Thomas Gleixner <[email protected]> wrote:
>
>
> alarm() calls the kernel with an unsigend int timeout in seconds.
> The value is stored in the tv_sec field of a struct timeval to
> setup the itimer. The tv_sec field of struct timeval is of type long,
> which causes the tv_sec value to be negative on 32 bit machines if
> seconds > INT_MAX.
>
> Before the hrtimer merge (pre 2.6.16) such a negative value was
> converted to the maximum jiffies timeout by the timeval_to_jiffies
> conversion. It's not clear whether this was intended or just happened
> to be done by the timeval_to_jiffies code.
>
> hrtimers expect a timeval in canonical form and treat a negative
> timeout as already expired. This breaks the legitimate usage of
> alarm() with a timeout value > INT_MAX seconds.
>
> For 32 bit machines it is therefor necessary to limit the internal
> seconds value to avoid API breakage. Instead of doing this in all
> implementations of sys_alarm the duplicated sys_alarm code is moved
> into a common function in itimer.c
>
> Signed-off-by: Thomas Gleixner <[email protected]>
>
> arch/ia64/ia32/sys_ia32.c | 14 +-------------
> arch/mips/kernel/sysirix.c | 22 +---------------------
> arch/x86_64/ia32/sys_ia32.c | 16 ++--------------
> include/linux/time.h | 1 +
> kernel/itimer.c | 37 +++++++++++++++++++++++++++++++++++++
> kernel/timer.c | 14 +-------------
> 6 files changed, 43 insertions(+), 61 deletions(-)

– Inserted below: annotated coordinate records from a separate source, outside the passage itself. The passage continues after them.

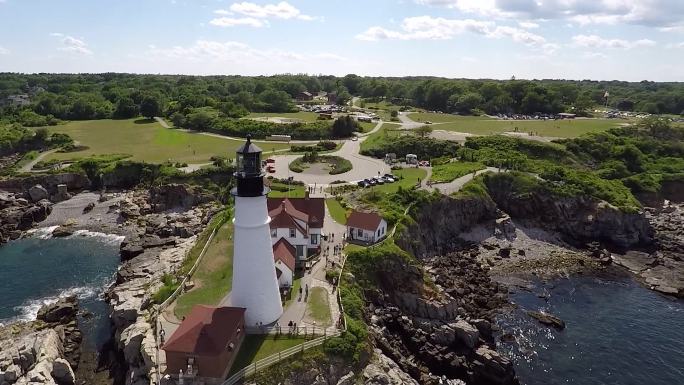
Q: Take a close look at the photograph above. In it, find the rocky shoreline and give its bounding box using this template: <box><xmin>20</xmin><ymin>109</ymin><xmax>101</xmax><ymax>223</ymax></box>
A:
<box><xmin>0</xmin><ymin>176</ymin><xmax>220</xmax><ymax>385</ymax></box>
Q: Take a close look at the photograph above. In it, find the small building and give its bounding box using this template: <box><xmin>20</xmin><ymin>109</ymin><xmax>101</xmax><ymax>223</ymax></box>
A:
<box><xmin>267</xmin><ymin>197</ymin><xmax>325</xmax><ymax>266</ymax></box>
<box><xmin>162</xmin><ymin>305</ymin><xmax>246</xmax><ymax>379</ymax></box>
<box><xmin>347</xmin><ymin>210</ymin><xmax>387</xmax><ymax>244</ymax></box>
<box><xmin>273</xmin><ymin>238</ymin><xmax>297</xmax><ymax>289</ymax></box>
<box><xmin>297</xmin><ymin>91</ymin><xmax>313</xmax><ymax>102</ymax></box>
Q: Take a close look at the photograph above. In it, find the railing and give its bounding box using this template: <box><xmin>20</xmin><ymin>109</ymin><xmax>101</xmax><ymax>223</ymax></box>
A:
<box><xmin>153</xmin><ymin>214</ymin><xmax>225</xmax><ymax>384</ymax></box>
<box><xmin>221</xmin><ymin>330</ymin><xmax>341</xmax><ymax>385</ymax></box>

It would have been much better if you'd avoided the temptation to make
sweeping cleanups. We're trying to get a product out here and there are
good reasons for preferring minimal fixes at this stage.
The non-MIPS changes eyeball out OK. The MIPS changes are quite unobvious.
A patch which applies cleanups like that would have been rejected out of
hand as a post-2.6.16-rc6 candidate, so why on earth go mixing it up with
important bugfixes?
Sigh.
> +unsigned int alarm_setitimer(unsigned int seconds)
> +{
> + struct itimerval it_new, it_old;
> +
> +#if BITS_PER_LONG < 64
> + if (seconds > (INT_MAX >> 1))
> + seconds = (INT_MAX >> 1);
> +#endif
Why clamp it at INT_MAX/2? INT_MAX is positive.